P.S. Mi scuso per la lunghezza dell'intervento.
Alex.

Spirito Giovane ha detto...

Ciao Alex, grazie per il commento!
Scusa il ritardo della risposta, ma la settimana è stata frenetica.
Dunque, sentiti libero di prendere quanto spazio vuoi: i tuoi commenti sono fantastici e davvero pieni di senso. Mi farebbe piacere, inoltre, sapere se tu hai un tuo blog in modo da venire a sbirciare ciò che leggi, sono davvero curioso dopo tutti i commenti che mi hai lasciato!
Grazie per i commenti positivi anche sulla poesia: oggigiorno è davvero difficile trovare qualcuno che apprezzi queste composizioni, ormai ero rassegnato a non trovar nessuno che leggesse con piacere poesia. Invece mi devo ricredere.
Grazie ancora per il commento Ax e torna pure quando desideri a scrivere qui le tue impressioni!

Umilmente,
Spirito Giovane a.k.a. Daniele

by ax ha detto...

Daniele, ho un blog - byax.blogspot.com -, ma non riguarda il leggere, tanto é che preferisco non usarlo come utenza per i vari commenti che mi capita di lasciare, probabilmente per timidezza.
È semplicemente un angolo - nato per gioco qualche mese fa: allora non sapevo neanche cosa fossero i blog -, dove inserisco gli ultimi film che mi capita di vedere per condividerli con alcuni amici.
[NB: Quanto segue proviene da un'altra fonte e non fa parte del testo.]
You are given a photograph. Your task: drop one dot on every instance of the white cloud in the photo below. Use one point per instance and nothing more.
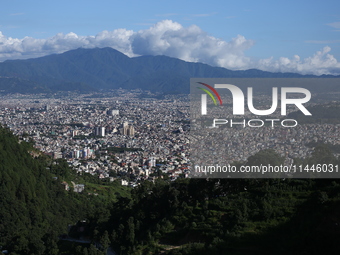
(334, 24)
(320, 63)
(171, 39)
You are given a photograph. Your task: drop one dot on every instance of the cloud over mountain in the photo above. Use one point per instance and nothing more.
(171, 39)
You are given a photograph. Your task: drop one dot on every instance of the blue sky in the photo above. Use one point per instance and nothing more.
(301, 36)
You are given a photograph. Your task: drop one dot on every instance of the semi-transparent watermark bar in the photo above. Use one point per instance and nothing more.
(265, 127)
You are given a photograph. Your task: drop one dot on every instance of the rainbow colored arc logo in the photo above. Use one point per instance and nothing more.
(210, 94)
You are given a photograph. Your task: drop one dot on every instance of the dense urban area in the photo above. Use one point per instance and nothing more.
(109, 173)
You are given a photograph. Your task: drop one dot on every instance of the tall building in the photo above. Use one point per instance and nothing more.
(100, 131)
(128, 129)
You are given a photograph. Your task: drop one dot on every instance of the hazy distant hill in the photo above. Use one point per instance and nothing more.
(106, 68)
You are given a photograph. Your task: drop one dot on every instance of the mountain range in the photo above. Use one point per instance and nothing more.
(106, 68)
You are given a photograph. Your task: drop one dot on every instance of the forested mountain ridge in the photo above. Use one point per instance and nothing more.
(105, 68)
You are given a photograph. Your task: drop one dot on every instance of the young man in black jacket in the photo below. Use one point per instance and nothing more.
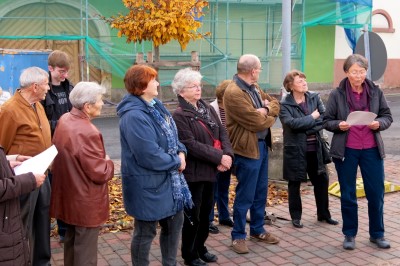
(57, 101)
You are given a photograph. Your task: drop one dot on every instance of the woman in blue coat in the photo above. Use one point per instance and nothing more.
(152, 161)
(301, 117)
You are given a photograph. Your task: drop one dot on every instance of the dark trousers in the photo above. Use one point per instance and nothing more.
(320, 183)
(143, 236)
(36, 220)
(221, 196)
(195, 225)
(372, 172)
(251, 193)
(61, 226)
(80, 246)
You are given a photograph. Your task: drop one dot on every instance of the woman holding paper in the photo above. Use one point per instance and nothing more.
(81, 171)
(356, 146)
(301, 117)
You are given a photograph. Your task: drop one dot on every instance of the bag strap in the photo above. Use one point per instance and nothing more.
(208, 131)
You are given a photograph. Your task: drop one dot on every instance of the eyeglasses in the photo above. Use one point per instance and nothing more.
(300, 81)
(356, 73)
(200, 86)
(42, 84)
(62, 71)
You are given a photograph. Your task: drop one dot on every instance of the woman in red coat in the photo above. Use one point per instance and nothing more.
(81, 171)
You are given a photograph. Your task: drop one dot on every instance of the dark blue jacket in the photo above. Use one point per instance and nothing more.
(296, 126)
(337, 110)
(145, 163)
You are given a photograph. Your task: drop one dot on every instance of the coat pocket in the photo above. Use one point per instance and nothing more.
(291, 161)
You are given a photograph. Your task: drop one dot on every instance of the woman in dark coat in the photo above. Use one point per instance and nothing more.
(198, 128)
(14, 248)
(301, 116)
(359, 146)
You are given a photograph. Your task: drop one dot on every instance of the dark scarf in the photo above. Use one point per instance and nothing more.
(363, 103)
(200, 110)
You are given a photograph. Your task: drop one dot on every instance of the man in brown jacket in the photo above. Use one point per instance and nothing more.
(26, 130)
(14, 248)
(249, 115)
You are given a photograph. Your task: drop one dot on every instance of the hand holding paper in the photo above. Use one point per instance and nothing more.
(360, 118)
(39, 163)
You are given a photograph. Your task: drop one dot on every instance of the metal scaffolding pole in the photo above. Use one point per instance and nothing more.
(286, 35)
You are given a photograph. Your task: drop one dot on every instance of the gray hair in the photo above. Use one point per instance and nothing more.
(355, 59)
(247, 63)
(32, 75)
(183, 77)
(85, 92)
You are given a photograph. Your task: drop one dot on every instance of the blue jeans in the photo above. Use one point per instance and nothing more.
(371, 166)
(144, 234)
(221, 196)
(251, 193)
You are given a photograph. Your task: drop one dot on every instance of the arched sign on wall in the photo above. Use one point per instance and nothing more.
(388, 18)
(378, 54)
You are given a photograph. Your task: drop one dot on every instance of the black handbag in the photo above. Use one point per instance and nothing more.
(324, 147)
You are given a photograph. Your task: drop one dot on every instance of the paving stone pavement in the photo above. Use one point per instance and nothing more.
(316, 244)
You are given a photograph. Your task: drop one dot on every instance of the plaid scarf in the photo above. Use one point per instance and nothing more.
(180, 190)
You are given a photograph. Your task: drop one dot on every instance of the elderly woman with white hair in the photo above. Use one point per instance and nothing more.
(81, 171)
(209, 151)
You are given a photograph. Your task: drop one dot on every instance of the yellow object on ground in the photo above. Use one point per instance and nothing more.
(334, 188)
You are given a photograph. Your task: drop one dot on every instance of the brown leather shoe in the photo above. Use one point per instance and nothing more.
(266, 237)
(240, 246)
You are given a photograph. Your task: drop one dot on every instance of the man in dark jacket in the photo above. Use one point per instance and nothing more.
(250, 113)
(14, 248)
(57, 101)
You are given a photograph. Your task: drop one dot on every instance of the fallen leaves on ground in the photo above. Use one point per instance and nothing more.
(119, 220)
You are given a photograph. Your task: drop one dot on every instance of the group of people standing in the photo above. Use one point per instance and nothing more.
(209, 142)
(175, 167)
(46, 110)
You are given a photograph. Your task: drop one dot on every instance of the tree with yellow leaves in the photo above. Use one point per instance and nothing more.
(160, 21)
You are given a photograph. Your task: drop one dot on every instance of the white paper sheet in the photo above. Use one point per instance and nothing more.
(37, 164)
(360, 118)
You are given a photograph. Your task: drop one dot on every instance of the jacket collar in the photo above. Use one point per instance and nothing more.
(79, 113)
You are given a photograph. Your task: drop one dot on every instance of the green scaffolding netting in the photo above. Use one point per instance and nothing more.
(237, 27)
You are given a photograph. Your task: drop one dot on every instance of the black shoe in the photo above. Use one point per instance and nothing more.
(329, 221)
(196, 262)
(349, 242)
(297, 223)
(228, 222)
(380, 242)
(209, 257)
(213, 229)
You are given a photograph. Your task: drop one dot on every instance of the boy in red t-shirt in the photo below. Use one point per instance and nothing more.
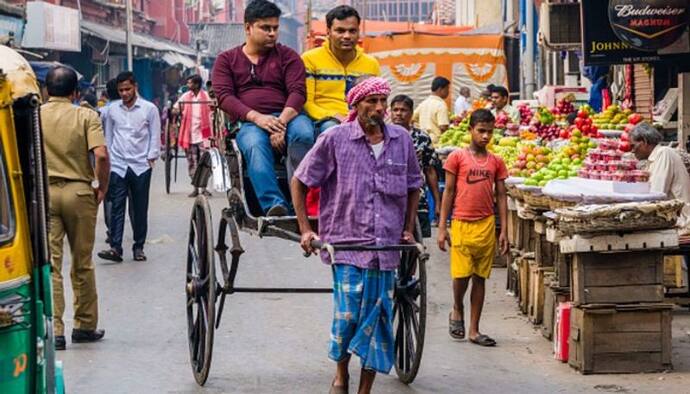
(473, 177)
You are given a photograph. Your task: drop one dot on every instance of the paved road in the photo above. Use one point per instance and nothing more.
(277, 343)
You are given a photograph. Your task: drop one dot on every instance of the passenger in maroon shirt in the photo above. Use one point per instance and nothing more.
(262, 84)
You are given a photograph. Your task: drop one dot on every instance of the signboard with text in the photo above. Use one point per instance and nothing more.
(636, 31)
(50, 26)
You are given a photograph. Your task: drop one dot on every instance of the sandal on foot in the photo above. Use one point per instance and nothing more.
(483, 340)
(338, 389)
(110, 254)
(456, 328)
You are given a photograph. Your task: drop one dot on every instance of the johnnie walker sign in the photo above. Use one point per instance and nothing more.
(636, 31)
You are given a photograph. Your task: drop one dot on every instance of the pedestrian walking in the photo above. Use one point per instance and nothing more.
(261, 85)
(369, 178)
(474, 180)
(432, 114)
(132, 130)
(76, 187)
(195, 130)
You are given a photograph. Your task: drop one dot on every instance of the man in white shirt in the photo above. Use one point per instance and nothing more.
(667, 173)
(195, 128)
(132, 132)
(462, 103)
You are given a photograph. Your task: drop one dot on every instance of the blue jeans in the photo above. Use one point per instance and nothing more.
(256, 149)
(323, 126)
(137, 188)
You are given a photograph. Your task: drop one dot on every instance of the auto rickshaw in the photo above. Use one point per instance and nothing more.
(27, 349)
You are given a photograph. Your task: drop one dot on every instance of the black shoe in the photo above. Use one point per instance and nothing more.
(81, 336)
(139, 255)
(60, 343)
(110, 254)
(277, 210)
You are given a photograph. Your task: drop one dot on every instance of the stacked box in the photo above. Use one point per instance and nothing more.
(620, 339)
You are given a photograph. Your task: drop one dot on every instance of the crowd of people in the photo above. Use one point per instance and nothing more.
(326, 114)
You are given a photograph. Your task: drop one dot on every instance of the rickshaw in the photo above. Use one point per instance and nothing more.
(172, 129)
(27, 349)
(210, 279)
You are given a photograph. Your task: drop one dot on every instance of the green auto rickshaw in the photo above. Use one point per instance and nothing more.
(27, 349)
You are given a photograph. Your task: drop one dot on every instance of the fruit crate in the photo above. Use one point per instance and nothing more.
(620, 339)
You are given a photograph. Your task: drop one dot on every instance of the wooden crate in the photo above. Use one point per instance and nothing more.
(553, 295)
(512, 276)
(617, 278)
(561, 267)
(535, 308)
(621, 339)
(643, 240)
(524, 293)
(674, 272)
(543, 251)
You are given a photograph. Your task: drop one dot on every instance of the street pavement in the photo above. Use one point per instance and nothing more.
(277, 343)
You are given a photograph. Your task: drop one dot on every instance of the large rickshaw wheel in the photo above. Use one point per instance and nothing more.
(201, 290)
(409, 313)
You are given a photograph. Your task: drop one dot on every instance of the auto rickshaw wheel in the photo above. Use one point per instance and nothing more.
(200, 289)
(409, 313)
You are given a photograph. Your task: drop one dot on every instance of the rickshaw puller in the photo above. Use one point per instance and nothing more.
(369, 178)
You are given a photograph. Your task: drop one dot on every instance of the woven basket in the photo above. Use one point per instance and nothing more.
(536, 201)
(624, 217)
(555, 204)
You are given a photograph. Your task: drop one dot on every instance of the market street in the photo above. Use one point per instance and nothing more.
(277, 343)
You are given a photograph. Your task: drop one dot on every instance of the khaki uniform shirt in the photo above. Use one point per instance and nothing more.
(430, 115)
(70, 133)
(667, 174)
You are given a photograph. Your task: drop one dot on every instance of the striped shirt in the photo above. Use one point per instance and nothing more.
(363, 198)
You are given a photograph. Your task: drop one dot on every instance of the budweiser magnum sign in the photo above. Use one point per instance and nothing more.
(649, 25)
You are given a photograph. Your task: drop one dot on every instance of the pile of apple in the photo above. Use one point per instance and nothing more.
(566, 163)
(563, 107)
(526, 114)
(530, 159)
(616, 118)
(608, 163)
(544, 125)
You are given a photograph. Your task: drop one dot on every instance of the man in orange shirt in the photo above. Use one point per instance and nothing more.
(473, 178)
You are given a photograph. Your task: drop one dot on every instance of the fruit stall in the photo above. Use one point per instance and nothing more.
(588, 237)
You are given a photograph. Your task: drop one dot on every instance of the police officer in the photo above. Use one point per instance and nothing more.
(78, 184)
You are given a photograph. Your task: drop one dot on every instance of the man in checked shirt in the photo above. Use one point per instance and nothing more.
(369, 178)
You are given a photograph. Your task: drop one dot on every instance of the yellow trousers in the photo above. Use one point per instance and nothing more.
(473, 247)
(73, 212)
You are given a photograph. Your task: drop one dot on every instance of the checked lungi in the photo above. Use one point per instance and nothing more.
(363, 316)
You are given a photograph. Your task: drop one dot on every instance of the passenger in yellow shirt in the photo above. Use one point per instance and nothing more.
(432, 114)
(333, 68)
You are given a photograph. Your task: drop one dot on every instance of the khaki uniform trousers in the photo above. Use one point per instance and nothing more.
(73, 211)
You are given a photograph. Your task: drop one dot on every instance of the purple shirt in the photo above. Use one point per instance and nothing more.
(363, 199)
(279, 82)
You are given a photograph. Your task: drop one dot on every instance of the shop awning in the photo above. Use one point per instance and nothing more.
(173, 58)
(170, 51)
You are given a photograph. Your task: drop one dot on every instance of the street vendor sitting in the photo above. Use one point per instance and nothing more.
(370, 179)
(667, 173)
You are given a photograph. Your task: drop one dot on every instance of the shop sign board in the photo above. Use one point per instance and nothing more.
(12, 25)
(52, 27)
(636, 31)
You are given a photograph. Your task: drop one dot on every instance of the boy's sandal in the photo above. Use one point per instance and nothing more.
(456, 328)
(338, 389)
(483, 340)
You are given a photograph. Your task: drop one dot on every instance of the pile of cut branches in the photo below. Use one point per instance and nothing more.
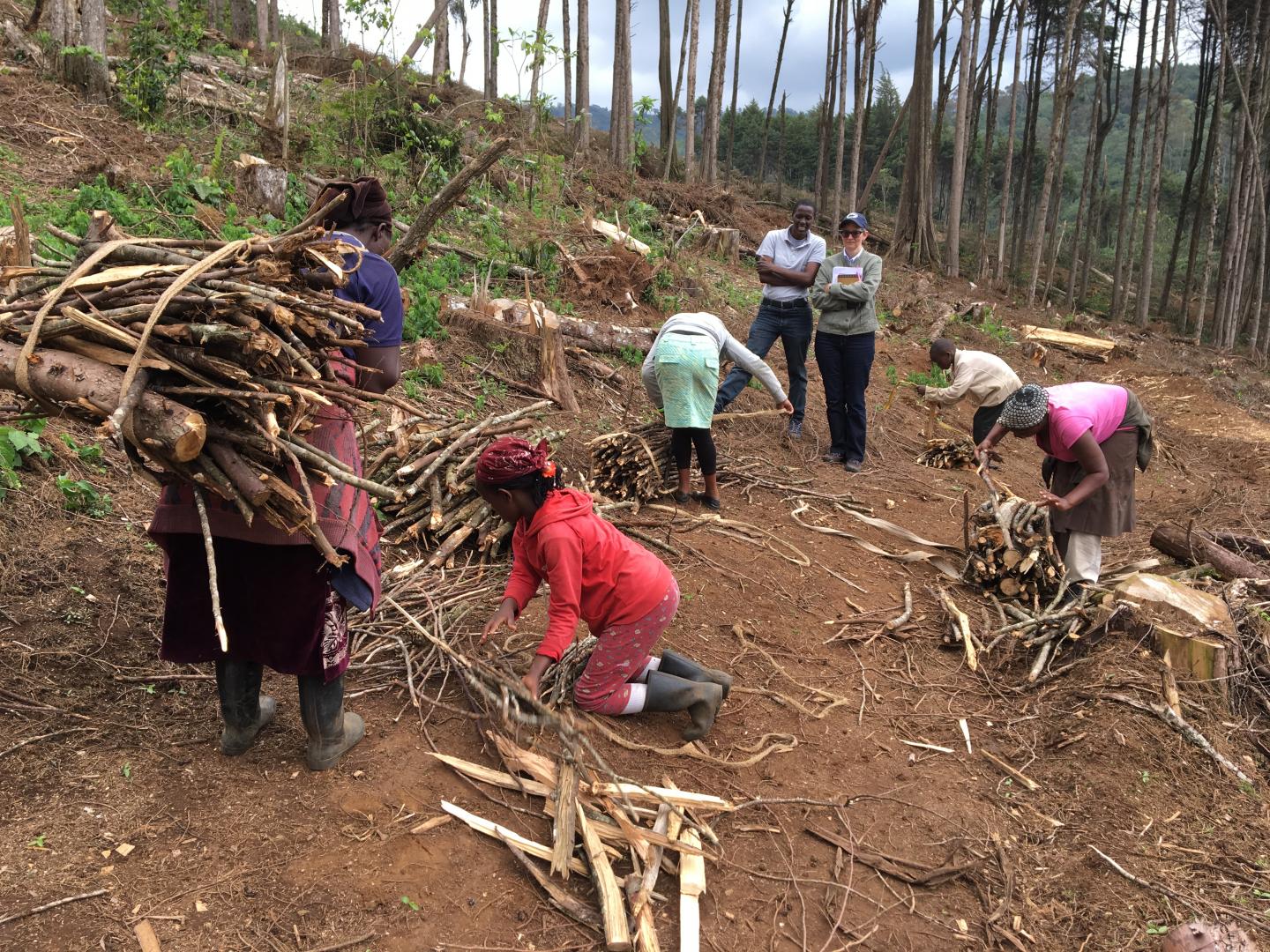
(430, 461)
(634, 464)
(208, 361)
(1012, 550)
(952, 453)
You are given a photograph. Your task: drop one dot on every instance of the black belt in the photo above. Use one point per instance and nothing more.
(787, 305)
Per il momento niente libri o tematiche come le tue; da questo punto di vista mi riesce più spontaneo intervenire piuttosto che proporre, non sarei in grado.
Come ti dicevo provo più piacere e meraviglia nel frequentarne altri piuttosto che coltivare il mio che, forse per insicurezza e inesperienza, resta un passatempo. Almeno per ora.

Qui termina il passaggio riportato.